Saturday, October 12, 2013

Rising Cost of Veterinary Care

by Amy Marcum, LVT

You may ask yourself why each visit to the vet seems to cost more and more. Just like when you buy a bag of chips, it costs you more per bag with less chips than there used to be.

The technology and equipment are much better today than 10 years ago.  our blood machines and tests are more accurate and run in minimal time for faster results.  Equipment such as digital x-ray and digital ultrasound all allow us to access better quality images in less time.  To you this means less waiting and better medicine.

Our new, up-to-date computer system allows us to store more client and pet information such as test results, pictures, x-rays and lab reports all within the electronic medical history of the patient. This information can also be shared with the client within the exam room! While this is wonderful for doctors to provide a better service and treatment for our patients, these all come with a large cost to us for providing this overall exceptional and quality experience.

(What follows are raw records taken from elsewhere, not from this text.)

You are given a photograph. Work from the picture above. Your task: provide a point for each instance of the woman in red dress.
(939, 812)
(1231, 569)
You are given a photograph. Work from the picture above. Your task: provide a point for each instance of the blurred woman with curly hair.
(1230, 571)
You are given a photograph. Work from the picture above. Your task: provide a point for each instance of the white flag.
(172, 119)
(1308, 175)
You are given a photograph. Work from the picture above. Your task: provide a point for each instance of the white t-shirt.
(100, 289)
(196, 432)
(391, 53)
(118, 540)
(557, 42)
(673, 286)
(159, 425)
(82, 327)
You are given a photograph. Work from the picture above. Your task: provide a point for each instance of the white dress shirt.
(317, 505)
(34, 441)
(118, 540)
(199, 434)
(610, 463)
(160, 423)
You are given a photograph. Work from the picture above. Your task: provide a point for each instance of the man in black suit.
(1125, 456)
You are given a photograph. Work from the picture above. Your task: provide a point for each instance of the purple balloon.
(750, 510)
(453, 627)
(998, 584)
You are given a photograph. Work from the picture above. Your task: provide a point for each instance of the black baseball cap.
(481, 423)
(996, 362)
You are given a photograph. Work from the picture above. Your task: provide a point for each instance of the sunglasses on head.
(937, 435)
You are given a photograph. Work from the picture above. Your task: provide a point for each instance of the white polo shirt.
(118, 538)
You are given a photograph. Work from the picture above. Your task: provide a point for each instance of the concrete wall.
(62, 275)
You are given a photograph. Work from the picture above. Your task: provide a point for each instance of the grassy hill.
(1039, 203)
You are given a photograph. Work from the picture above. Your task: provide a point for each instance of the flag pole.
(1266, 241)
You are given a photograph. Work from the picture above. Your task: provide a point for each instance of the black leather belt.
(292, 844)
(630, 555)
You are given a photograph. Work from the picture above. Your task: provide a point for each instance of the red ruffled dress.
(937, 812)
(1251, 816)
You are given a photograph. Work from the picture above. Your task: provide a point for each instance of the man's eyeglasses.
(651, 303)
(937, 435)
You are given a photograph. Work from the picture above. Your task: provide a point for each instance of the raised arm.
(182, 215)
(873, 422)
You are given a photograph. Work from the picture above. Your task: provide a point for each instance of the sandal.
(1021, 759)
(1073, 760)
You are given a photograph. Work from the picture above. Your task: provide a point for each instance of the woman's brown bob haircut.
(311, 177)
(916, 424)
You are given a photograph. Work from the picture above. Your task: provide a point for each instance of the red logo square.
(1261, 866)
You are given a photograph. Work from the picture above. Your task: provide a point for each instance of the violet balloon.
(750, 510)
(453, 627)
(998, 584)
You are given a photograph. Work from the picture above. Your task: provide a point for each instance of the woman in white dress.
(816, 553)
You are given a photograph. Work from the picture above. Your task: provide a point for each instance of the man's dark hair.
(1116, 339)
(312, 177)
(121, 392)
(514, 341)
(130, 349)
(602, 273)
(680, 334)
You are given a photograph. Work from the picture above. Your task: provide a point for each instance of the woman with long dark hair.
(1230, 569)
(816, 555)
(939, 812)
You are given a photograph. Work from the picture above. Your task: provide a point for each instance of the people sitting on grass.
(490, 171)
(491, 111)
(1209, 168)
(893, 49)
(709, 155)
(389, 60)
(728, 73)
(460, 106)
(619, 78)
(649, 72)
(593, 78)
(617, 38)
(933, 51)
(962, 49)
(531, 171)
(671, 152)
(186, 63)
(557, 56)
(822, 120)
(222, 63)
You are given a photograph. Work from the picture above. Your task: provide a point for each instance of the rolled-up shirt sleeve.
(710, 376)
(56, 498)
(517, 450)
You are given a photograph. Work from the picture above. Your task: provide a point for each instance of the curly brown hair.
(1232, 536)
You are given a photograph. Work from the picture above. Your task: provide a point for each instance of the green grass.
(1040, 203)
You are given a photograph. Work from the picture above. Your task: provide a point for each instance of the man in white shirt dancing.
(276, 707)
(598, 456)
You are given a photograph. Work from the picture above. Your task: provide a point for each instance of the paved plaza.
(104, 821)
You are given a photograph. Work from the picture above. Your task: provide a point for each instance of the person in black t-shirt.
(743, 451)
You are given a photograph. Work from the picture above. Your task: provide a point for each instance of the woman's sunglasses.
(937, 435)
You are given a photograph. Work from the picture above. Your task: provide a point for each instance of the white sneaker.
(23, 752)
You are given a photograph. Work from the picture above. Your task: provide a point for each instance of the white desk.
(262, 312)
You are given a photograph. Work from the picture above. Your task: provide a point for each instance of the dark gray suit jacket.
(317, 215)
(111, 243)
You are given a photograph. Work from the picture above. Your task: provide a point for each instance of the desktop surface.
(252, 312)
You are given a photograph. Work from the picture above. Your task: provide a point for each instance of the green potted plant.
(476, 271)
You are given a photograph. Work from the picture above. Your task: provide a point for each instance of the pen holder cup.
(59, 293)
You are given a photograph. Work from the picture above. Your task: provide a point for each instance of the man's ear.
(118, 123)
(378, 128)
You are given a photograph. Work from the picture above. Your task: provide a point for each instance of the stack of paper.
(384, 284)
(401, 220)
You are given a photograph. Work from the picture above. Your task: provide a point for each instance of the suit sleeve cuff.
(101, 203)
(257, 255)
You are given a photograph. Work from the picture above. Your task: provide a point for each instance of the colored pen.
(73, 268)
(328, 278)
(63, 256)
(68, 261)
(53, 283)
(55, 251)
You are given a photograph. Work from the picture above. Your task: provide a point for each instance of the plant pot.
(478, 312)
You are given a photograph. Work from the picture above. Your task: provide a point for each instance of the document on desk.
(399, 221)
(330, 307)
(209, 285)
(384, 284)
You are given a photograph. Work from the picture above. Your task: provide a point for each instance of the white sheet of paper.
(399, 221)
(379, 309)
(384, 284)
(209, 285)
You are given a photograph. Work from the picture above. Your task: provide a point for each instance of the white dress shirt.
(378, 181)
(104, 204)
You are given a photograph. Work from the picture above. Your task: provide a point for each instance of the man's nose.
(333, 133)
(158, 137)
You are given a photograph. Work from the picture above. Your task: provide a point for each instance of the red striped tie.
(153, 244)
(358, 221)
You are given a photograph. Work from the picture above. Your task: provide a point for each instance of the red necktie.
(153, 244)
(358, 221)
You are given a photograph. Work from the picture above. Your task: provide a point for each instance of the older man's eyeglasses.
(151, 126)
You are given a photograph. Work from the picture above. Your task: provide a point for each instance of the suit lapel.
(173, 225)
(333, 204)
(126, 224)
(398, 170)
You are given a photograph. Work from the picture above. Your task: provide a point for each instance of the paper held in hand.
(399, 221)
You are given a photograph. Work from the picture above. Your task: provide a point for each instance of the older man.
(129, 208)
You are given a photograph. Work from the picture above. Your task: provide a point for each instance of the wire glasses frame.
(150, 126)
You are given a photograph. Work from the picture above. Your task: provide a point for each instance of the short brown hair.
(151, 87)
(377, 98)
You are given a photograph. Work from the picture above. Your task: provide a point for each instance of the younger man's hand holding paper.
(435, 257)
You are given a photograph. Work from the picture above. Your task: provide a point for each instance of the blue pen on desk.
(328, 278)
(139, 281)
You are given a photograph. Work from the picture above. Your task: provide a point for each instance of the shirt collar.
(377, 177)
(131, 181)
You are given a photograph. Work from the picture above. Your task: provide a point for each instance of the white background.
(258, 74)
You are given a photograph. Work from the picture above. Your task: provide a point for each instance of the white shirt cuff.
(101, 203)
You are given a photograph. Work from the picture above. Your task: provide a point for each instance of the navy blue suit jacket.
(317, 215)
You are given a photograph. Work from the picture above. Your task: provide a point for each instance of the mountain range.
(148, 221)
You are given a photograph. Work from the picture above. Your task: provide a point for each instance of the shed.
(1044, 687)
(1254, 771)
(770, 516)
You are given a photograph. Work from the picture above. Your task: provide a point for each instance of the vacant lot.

Another issue is the rising cost and availability of medications, which make it frustrating for us and our clients. The FDA has shut down many drug companies due to violations with their process, which has caused the cost of some medications to increase in price and limited availability. We try to keep our prices affordable.

Our doctors and technicians went to school and are licensed to practice. To keep their license, they must attend continuing educational seminars and meetings, requiring them to learn new techniques, procedures for treating various conditions and diseases. We are constantly learning and training our support staff of assistants, and receptionists on new treatments and products to keep our clients informed.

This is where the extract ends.